For a good PCB design, by the signal analysis point of view on the PCB one should note the maximum frequency and the corresponding rise and fall times of the signal, inputs and outputs at the signals sourcing and sinking ends respectively, single and differential ended signals, analog and clock signals, steady or low frequency and high frequency signals, impedance control, signal termination and propagation delay of signals on the track.
By power supply point of view the number of power supplies and their levels and the required current, VCC sag, types of decoupling capacitors network, return or ground path and the ground bounce, thickness of power supply and ground tracks.

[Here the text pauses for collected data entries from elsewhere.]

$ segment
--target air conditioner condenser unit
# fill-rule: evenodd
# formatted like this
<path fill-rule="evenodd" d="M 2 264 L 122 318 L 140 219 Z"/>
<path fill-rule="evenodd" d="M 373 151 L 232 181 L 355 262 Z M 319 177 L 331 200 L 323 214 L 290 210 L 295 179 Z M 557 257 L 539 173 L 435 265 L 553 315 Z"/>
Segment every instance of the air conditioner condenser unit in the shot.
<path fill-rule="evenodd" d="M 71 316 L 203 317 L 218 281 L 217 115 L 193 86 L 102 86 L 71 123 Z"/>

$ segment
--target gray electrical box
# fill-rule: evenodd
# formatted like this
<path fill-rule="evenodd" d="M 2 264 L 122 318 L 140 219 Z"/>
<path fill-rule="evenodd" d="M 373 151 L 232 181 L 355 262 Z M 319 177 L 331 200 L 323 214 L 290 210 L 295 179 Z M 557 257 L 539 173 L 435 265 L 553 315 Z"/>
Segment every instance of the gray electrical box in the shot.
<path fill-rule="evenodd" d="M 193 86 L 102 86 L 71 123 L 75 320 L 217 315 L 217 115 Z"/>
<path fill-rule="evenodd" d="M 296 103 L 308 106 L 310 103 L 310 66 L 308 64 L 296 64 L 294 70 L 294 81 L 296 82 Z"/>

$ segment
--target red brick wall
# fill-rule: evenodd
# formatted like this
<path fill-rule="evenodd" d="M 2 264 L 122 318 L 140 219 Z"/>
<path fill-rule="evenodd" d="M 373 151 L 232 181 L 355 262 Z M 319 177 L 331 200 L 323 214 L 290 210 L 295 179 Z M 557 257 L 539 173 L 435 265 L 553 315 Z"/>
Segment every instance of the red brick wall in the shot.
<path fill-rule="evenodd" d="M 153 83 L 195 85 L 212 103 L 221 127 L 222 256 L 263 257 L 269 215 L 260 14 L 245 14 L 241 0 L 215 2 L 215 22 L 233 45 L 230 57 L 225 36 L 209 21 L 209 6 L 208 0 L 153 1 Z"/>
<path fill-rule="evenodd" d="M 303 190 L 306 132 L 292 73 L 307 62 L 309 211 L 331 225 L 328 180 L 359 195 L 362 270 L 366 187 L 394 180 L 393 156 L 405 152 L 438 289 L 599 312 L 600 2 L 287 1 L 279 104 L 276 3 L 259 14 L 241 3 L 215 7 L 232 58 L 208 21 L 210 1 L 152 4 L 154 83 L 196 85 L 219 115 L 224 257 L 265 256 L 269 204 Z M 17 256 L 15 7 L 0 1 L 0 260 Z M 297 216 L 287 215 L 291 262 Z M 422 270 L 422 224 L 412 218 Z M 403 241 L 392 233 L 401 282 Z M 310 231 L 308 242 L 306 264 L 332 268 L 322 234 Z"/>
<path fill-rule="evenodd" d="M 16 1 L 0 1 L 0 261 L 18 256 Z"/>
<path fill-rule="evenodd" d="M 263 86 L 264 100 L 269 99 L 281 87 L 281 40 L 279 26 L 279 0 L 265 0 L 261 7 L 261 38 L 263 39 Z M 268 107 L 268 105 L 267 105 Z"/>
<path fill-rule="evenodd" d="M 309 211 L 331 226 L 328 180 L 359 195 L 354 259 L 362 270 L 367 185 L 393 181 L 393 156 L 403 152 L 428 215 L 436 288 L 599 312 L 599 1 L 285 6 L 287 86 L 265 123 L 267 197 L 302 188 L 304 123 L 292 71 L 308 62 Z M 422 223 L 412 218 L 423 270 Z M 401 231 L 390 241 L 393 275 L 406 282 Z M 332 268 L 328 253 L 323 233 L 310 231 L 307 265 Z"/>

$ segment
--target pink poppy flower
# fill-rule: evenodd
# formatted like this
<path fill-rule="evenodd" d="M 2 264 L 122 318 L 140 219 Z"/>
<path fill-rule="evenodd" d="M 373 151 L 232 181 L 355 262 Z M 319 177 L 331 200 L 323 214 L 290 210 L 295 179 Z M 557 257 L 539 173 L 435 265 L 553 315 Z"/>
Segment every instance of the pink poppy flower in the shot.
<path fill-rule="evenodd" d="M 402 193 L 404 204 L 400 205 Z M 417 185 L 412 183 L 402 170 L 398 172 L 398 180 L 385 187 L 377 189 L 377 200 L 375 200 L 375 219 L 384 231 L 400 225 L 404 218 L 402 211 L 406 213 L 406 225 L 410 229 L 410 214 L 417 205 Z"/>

In PCB layout and design, the digital, analog and power supply components should be placed apart and appropriately. The analog and digital grounds should be separately managed and connected at a single thin point. The power supply plane should be split properly. The signal layers should be routed at right angles to each other so that minimum crosstalk between signals would be minimized. Avoid right angle traces to reduce the radiation, separate the analog, high speed digital and clock signals, provide sufficient clearance between two tracks to reduce signal crosstalk and interference, avoid vias whenever possible in the single ended tracks, avoid vias in differential signals, if necessary, add same number of vias in the both signals of the differential ended signals, route differential ended signals side by side.
Signal integrity issues are resolved at the very first level of circuit design and PCB layout. Once the PCB is manufactured the signal integrity issues are very hard to resolve and even may require the next design review and manufacturing.